Schule des Rades
Arnold Keyserling
Atlas des Rades
IV. Kosmogonie
2. Mesokosmos
Im Mesokosmos entstehen die Naturreiche als Verlust von Symmetrieachsen, also Vergrößerung der Freiheit. Das Kristall ist total symmetrisch. Die Pflanze verliert die Symmetrie oben und unten, im Baum Krone und Wurzel und alterniert zwischen Same und Gestalt. Das Tier verliert die zweite Achse, vorne ist Nahrungsaufnahme und hinten Ausscheidung. Es lebt im kosmischen Stoffwechsel von fressen und gefressen werden, zwischen Selbsterhaltung und Arterhaltung. Der Mensch verliert die letzte Symmetrie: links und rechts sind verschieden. Rechts ist das Wachen, links der Traum, rechts die Zeit und links der Raum. Doch diese Unterscheidung muss er bewusst vollziehen, sonst ist er ein falsches Tier.

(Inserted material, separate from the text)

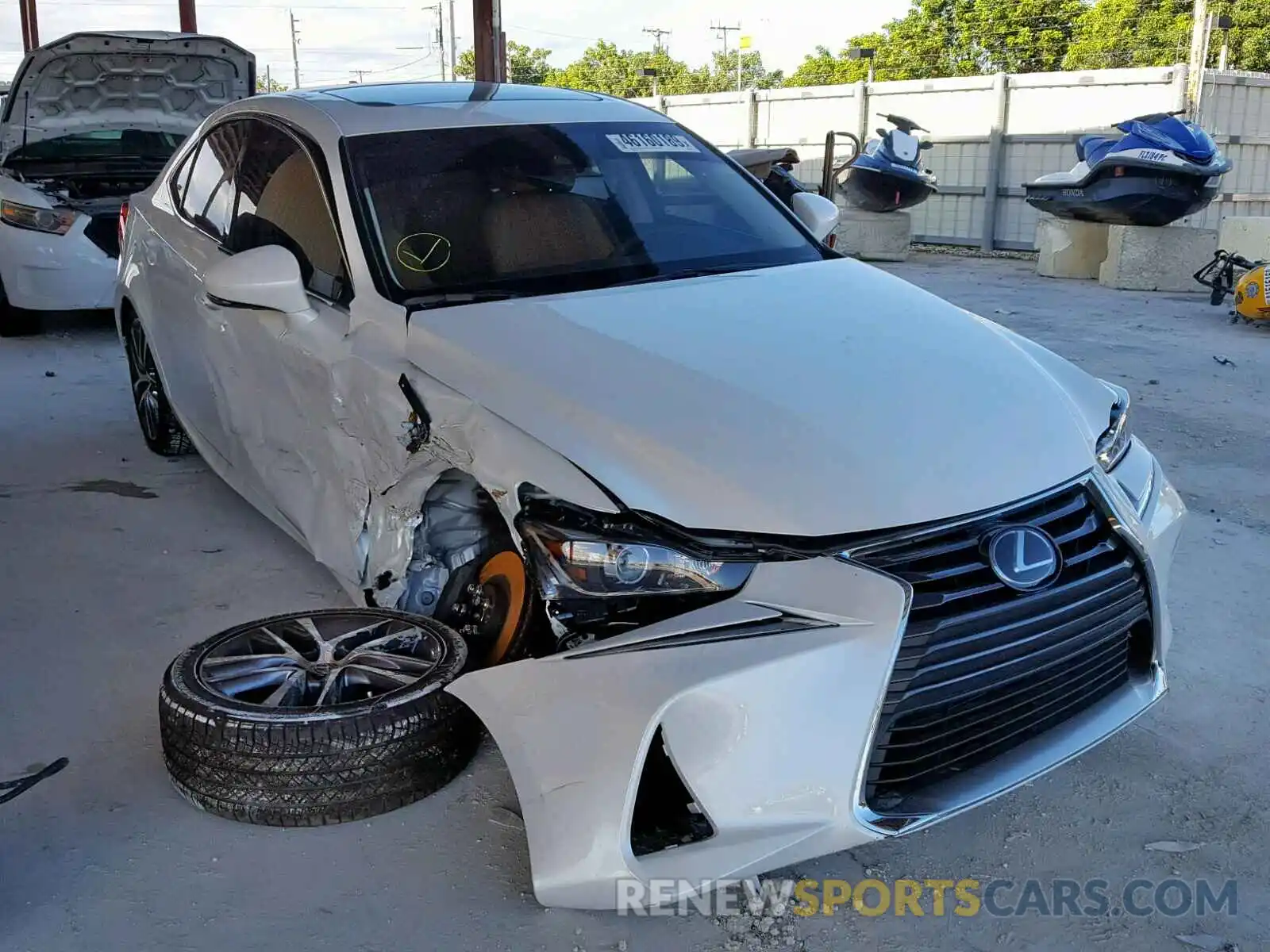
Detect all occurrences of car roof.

Die höchste Stufe ist die Große Singularität ohne Symmetrie und Gesetzlichkeit, doch als Subjekt, als Schöpfer, Erhalter und Begrenzer des Universums, als das Unerschöpfliche.

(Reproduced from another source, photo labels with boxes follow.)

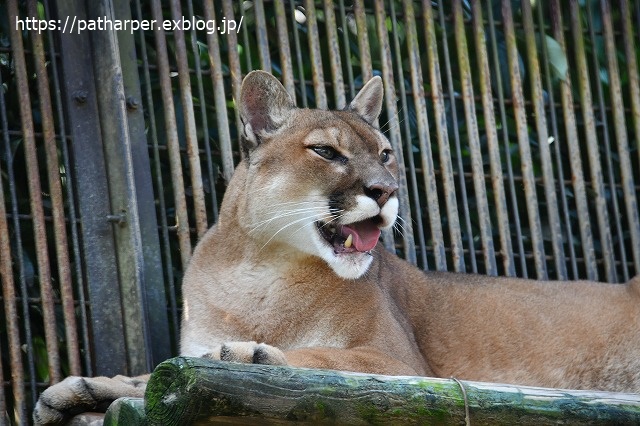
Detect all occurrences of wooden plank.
[145,357,640,425]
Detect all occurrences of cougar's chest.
[216,264,366,350]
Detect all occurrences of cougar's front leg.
[33,374,149,425]
[204,342,287,365]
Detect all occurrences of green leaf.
[545,35,569,81]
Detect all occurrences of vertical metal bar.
[305,0,328,109]
[151,0,191,268]
[375,0,417,265]
[390,2,427,269]
[486,0,529,278]
[89,0,154,375]
[521,0,567,280]
[568,0,617,282]
[0,198,28,424]
[551,0,609,281]
[187,0,220,224]
[221,0,246,143]
[240,0,254,70]
[56,0,127,376]
[453,0,498,275]
[289,1,308,108]
[472,0,516,277]
[0,129,26,424]
[324,0,347,109]
[438,7,478,272]
[339,0,356,99]
[536,7,580,279]
[113,0,171,374]
[204,1,233,186]
[274,0,296,100]
[171,0,208,238]
[44,2,93,375]
[7,0,61,383]
[253,0,271,72]
[584,0,629,281]
[620,0,640,274]
[403,0,447,271]
[136,0,179,346]
[502,0,548,280]
[353,0,376,83]
[600,0,640,271]
[422,0,465,272]
[0,65,37,418]
[27,0,81,375]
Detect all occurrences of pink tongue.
[340,220,380,251]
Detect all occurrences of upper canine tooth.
[344,234,353,248]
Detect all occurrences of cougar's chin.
[314,198,397,279]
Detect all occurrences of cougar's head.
[240,71,398,279]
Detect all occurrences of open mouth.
[316,216,380,254]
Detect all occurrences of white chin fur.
[313,235,373,280]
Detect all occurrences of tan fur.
[182,71,640,392]
[36,72,640,423]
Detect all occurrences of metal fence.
[0,0,640,424]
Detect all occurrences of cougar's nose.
[364,183,398,207]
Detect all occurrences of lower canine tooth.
[344,234,353,248]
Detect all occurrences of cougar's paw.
[204,342,287,365]
[33,376,146,425]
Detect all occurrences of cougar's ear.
[240,71,295,152]
[348,76,384,126]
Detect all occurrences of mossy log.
[105,357,640,425]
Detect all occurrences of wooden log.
[103,397,146,426]
[145,357,640,425]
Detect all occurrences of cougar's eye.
[380,149,391,164]
[310,145,347,164]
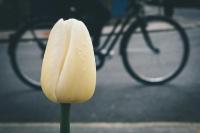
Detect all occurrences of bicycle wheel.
[121,16,189,85]
[9,19,53,89]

Der Mensch kann nur insoweit Subjekt werden, als er das Große Subjekt will und anpeilt. Ohne Gott bleibt sein Leben sinnlos.

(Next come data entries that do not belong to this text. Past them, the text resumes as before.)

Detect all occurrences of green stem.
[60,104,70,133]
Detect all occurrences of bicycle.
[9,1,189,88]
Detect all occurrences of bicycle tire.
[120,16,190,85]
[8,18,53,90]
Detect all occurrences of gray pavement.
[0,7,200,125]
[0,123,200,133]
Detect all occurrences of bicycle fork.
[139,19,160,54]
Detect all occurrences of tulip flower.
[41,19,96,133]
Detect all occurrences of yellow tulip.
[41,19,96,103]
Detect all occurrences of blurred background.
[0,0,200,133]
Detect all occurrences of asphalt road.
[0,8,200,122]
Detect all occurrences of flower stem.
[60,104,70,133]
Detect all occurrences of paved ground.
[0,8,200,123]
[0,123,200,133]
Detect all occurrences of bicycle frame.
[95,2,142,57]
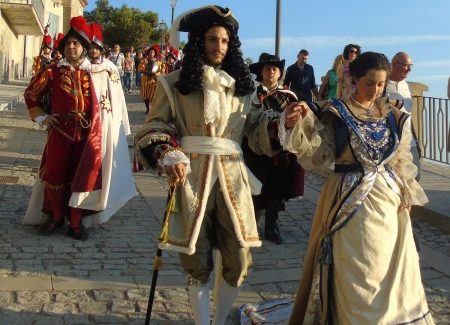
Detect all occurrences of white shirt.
[386,80,412,113]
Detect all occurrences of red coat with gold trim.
[24,59,102,192]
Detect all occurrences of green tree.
[84,0,113,26]
[85,0,160,49]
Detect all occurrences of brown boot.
[264,209,283,245]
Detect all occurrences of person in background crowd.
[123,51,134,94]
[52,33,64,64]
[140,44,164,114]
[242,53,304,244]
[284,49,319,102]
[83,22,137,227]
[319,54,343,100]
[24,16,102,240]
[108,44,125,84]
[134,50,144,89]
[32,26,53,74]
[386,52,420,181]
[279,52,434,325]
[135,5,290,325]
[164,47,181,74]
[336,44,361,100]
[130,46,136,59]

Die Evolution vollzieht sich als Selbstorganisation über die drei Stufen der Attraktoren, findet aber ihre Erfüllung in der nullten Dimension. Gott offenbart sich in der Synchronizität des ewigen Augenblicks dem Strebenden, der seine Herkunft im Chi der Erdmitte begründet. Mit der Pflanze ist er in Kommunion über den Traum, mit dem Tier über die Reflexion, mit anderen Menschen über das Wachen und mit Gott über die Leere, in die die göttliche Fülle einfließt.